Last, the argument transform is a bit tricky. Some topic models requires different data for its documents. For example, DMRModel requires argument metadata in str type, but PLDAModel requires argument labels in List[str] type. Since Corpus holds an independent set of documents rather than being tied to a specific topic model, data types required by a topic model may be inconsistent when you add a corpus into that topic model. In this case, you can transform miscellaneous data to be fitted your topic model using argument transform. Following example maybe helps you:

from tomotopy import DMRModel
from tomotopy.utils import Corpus

corpus = Corpus()
corpus.add_doc("a b c d e".split(), a_data=1)
corpus.add_doc("e f g h i".split(), a_data=2)
corpus.add_doc("i j k l m".split(), a_data=3)

model = DMRModel(k=10)
model.add_corpus(corpus) 
# You lose `a_data` field in `corpus`, 
# and `metadata` that `DMRModel` requires is filled with default value, empty str.
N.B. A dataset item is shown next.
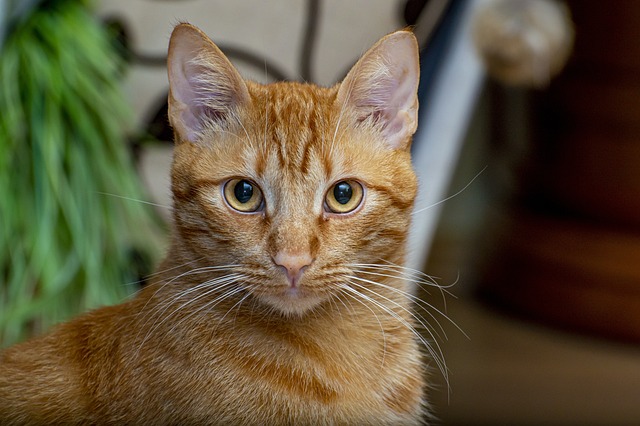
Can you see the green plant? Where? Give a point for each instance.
(65, 245)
assert model.docs[0].metadata == ''
assert model.docs[1].metadata == ''
assert model.docs[2].metadata == ''

def transform_a_data_to_metadata(misc: dict):
  return {'metadata': str(misc['a_data'])}
# this function transforms `a_data` to `metadata`

model = DMRModel(k=10)
model.add_corpus(corpus, transform=transform_a_data_to_metadata)
# Now docs in `model` has non-default `metadata`, that generated from `a_data` field.

assert model.docs[0].metadata == '1'
assert model.docs[1].metadata == '2'
assert model.docs[2].metadata == '3'
batmanscode commented 3 years ago

Thank you @bab2min that was a very thorough explanation! Very much appreciated 😊. I think corpus might come in handy as I play around with more models.

Please consider adding your explanation and example to the docs. I think that would be helpful. Maybe you can put it right before "Parallel Sampling Algorithms".

bab2min commented 2 years ago

@batmanscode Thank you for the good suggestion. I'll insert it into documentation at the next update!